St. Therese was famous for her spirituality of the ‘Little Way’ which she re-popularized. It comprised of that childlike attitude of relating and approaching God. As Pope Saint Pius XI defined the ‘Little Way,’ “it consists in feeling and acting under the discipline of virtue as a child feels and acts by nature” (New Catholic Encyclopedia, Vol. 11, p. 78). Therese felt it was her mission to propagate the ‘Little way,’ which is the way of spiritual childhood, the way of confidence and total abandonment to God. Therese’ autobiography spread widely after her death and she was acclaimed for her sanctity and uniqueness. Therese was acclaimed to have achieved sanctity not through extraordinary things but through a simple lifestyle and did ordinary things to the greater glory of God. Therese points out in her autobiography that her vocation is to ‘love.’ She writes: “Beside myself with joy, I cried out: ‘Jesus, my love! I ‘ve found my vocation, and my vocation is love” (Divine Office, Vol. III, 305*). Therese wanted to go to the missions but could not due to her poor health. She devoted her time praying for those in the missions.

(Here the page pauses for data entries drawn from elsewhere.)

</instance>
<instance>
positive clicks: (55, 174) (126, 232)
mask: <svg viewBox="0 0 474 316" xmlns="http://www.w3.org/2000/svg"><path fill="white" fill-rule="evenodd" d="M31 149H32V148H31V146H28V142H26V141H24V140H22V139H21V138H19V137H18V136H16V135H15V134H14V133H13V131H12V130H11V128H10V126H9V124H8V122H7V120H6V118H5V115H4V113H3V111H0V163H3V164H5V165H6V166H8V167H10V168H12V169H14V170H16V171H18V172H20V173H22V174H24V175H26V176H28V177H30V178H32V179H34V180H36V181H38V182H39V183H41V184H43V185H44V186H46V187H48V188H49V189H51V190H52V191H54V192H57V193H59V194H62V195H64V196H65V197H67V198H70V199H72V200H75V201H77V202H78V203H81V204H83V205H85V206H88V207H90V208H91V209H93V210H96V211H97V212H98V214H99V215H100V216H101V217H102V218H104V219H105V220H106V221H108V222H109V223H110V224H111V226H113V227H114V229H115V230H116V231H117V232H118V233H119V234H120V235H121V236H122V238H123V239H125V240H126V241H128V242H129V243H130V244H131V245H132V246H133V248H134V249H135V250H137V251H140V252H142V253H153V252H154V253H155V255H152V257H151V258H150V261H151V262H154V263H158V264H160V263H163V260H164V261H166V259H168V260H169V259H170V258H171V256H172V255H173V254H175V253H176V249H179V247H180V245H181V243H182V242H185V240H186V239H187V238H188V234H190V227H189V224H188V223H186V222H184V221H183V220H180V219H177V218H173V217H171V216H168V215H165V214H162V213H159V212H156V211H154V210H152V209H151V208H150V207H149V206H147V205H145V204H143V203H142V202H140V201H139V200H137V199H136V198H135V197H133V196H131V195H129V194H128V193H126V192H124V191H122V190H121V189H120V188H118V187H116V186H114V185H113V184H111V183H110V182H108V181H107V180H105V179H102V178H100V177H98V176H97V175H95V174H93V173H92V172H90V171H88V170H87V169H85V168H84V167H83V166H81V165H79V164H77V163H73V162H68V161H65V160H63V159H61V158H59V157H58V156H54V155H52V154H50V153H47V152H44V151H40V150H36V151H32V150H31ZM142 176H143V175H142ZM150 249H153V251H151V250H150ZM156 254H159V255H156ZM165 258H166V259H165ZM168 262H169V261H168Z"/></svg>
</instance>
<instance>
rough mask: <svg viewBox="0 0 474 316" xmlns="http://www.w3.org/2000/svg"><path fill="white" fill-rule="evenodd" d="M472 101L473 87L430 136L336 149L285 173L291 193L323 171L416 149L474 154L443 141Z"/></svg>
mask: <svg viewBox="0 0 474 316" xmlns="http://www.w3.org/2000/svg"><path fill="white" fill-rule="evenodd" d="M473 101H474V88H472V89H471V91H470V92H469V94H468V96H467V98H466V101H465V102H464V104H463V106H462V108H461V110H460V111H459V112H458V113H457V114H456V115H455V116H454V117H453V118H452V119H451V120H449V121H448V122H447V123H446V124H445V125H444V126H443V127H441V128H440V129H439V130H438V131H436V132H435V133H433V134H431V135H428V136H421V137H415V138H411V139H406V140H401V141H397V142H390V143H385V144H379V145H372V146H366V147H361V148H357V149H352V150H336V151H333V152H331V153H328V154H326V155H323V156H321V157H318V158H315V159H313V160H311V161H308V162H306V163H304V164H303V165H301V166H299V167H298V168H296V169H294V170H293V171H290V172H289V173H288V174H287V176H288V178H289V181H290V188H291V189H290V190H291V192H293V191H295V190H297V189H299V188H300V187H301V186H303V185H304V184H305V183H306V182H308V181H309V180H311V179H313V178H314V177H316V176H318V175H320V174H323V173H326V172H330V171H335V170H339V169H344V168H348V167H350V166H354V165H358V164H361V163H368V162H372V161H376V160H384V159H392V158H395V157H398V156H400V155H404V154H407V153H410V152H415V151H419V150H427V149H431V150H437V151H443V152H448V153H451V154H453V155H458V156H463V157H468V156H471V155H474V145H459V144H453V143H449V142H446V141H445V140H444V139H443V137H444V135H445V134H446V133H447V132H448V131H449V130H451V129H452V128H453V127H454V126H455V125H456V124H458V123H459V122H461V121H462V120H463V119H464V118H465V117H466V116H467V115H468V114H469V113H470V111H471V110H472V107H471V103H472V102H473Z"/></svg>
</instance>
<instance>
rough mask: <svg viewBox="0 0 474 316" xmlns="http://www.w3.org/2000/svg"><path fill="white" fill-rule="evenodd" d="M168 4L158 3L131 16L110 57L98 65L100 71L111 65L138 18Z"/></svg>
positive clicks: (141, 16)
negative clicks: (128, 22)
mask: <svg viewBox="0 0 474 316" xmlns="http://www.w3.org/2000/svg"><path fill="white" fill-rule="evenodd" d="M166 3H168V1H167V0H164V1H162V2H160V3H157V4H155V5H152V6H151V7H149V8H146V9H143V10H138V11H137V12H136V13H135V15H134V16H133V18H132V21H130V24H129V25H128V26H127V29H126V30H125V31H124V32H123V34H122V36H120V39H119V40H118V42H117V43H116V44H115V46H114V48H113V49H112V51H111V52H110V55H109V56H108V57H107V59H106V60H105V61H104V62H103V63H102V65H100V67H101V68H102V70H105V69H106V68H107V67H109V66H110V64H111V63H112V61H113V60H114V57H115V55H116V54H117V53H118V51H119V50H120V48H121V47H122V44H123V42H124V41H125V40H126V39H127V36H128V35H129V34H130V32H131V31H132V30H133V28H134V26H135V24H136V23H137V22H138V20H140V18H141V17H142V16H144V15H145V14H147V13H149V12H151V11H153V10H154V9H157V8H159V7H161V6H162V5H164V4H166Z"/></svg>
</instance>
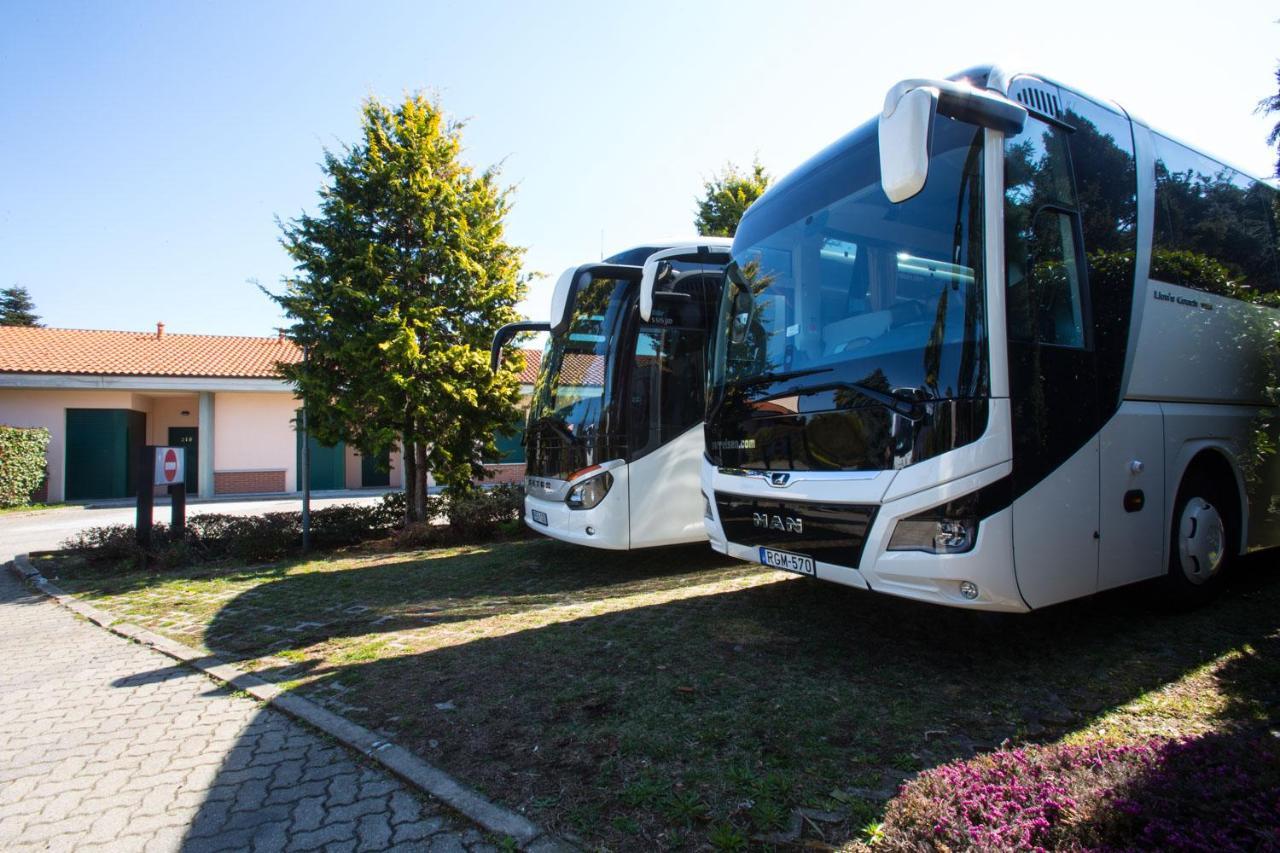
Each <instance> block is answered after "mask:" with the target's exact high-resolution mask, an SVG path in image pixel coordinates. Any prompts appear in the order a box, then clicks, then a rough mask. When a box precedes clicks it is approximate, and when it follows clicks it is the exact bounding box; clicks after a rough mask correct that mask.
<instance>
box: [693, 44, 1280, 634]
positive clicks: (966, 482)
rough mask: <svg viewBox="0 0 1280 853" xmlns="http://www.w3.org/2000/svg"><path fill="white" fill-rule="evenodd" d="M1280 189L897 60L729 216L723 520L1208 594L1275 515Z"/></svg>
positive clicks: (1051, 99)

Therese died in Lisieux on September 30, 1897. She was beatified in 1923 by Pope Benedict XV and canonized on May 17, 1925, by Pope Pius XI who proclaimed her principal patron of all missionaries. Blessed Pope John Paul II declared Therese a Doctor of the Church in 1997 as part of the celebration marking the centenary of her death in 1897. Therese is known as the ‘Little Flower.’ She is often associated with roses but her life consisted of thorns because of the sufferings she endured.


These two great saints of different background have inspired the Church for centuries. Both are declared Doctors of the Church though with different intellectual capacity. It shows that each one of us can become a saint by being faithful to our Christian calling. Let us conclude with the prayer of Teresa of Avila: “Let nothing worry you; Nothing dismay you; Everything passes; God does not change. If you have patience you can do anything. Those who have God want for nothing; God alone is enough.”